A bill that would allow for a limited number of new bed-and-breakfast permits to be issued on Oahu while establishing stiffer fines for unlawful vacation rentals soon will go before the City Council.
The Council instructed the city Department of Planning and Permitting to come up with a proposal to deal with the rapid expansion of bed-and-breakfast operations. The department’s acting director, Kathy Sokugawa, said she is working on a bill that will be sent to lawmakers.
How many new permits would be allowed has not been determined, she told the Star-Advertiser, and the proposal may set limits for individual districts rather than a single total for the entire island.
“It could be a saturation point in a neighborhood, in a district,” or some other area “so that you don’t have essentially a village of them all clustered together,” Sokugawa said. “We want to spread them out so that they don’t overwhelm the character of our neighborhoods.”
The City Council has struggled for decades to come up with a policy on how to deal with the bed-and-breakfast issue. Permits for new vacation rentals, except in resort-zoned districts, have not been been issued by the city since 1989, a detail that has not deterred hundreds of illegal ones from operating.

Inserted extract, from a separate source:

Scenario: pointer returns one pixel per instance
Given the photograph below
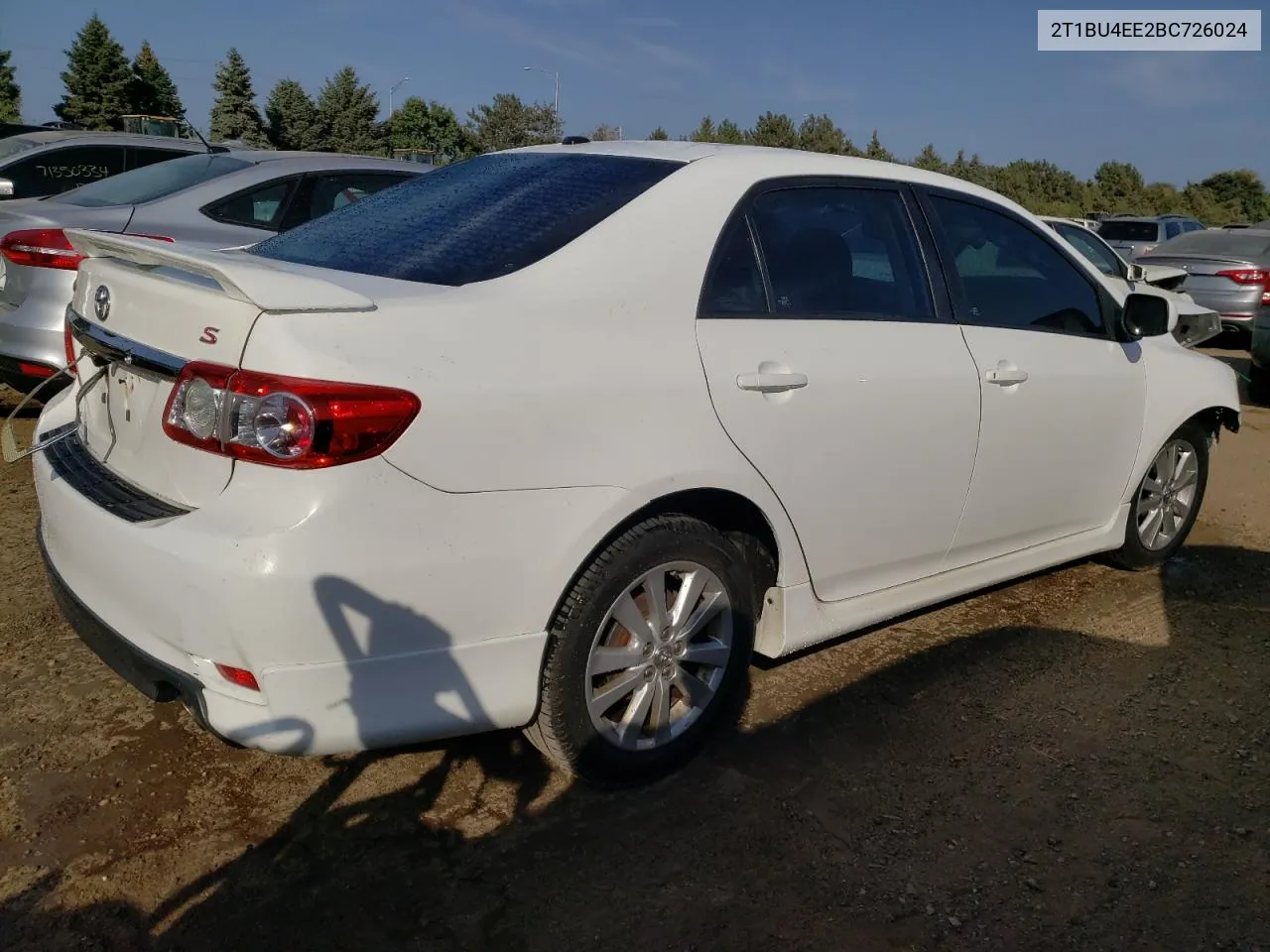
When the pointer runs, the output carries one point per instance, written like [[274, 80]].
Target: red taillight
[[1246, 276], [303, 424], [41, 248], [238, 675]]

A 2017 study by the Hawaii Tourism Authority estimated there are 23,000 vacation rental units statewide, a 35 percent increase over two years.
B&B supporters say renting out space in their homes helps cash-strapped residents cope with the high cost of living in Hawaii. Proponents also say the B&Bs offer a popular alternative for visitors to Hawaii’s shores and have helped keep tourism growing in the state.
Opponents argue the operations are a growing blight on residential neighborhoods, eating into the available long-term rental inventory during a severe housing shortage and often overburdening roads, water and sewer lines and other infrastructure.
“I am personally not going to support or (put forward) a bill to allow any more short-term rentals if it doesn’t have a strong set of new enforcement tools,” Sokugawa said. “That is what we’ve prepared.”
Sokugawa added that a vacation rental advisory group and other key stakeholders will be see the proposal “by the end of this month or early next month.”
A bill now moving through the state Legislature aims to better regulate vacation rentals by giving the counties more powerful enforcement tools.
Sokugawa said she’s hopeful that House Bill 2605 includes stronger civil fines (starting at $25,000 per violation) and authorizes the counties to “disgorge” all profits property owners collect unlawfully.
“I don’t know if people will stop doing it, but I would think twice about doing this if you could lose all the profits you make on this plus a minimum fine of $25,000,” she said.
Sokugawa said what happens at the state Capitol won’t affect what her department is working on.
“We’d like (a state bill) to move forward, but we’re not sure we need one to move forward with our own,” she said. “We’re not waiting for that bill to pass.”
In related news, the Hawai‘i Appleseed Center for Law and Economic Justice last week released a report on the impacts vacation rentals are having on state’s the housing market and economy.
The report said one in every 24 housing units in Hawaii is being used as a vacation rental, taking a bite out of available housing inventory for Hawaii residents.
“Families who have lived in Hawai‘i for generations are being displaced from their homes and their islands by a steady flow of short-term visitors,” the Appleseed report concluded.
The report estimated that at least 52 percent of vacation rentals are owned by nonresidents, and that between 74 percent and 93 percent were for entire houses or condominiums.
The report recommended, among other things, that there be increased enforcement, new laws that would make advertising an illegal site the trigger for citations, fines for platforms that advertise illegal rentals, and a requirement for the platforms to identify illegal operators.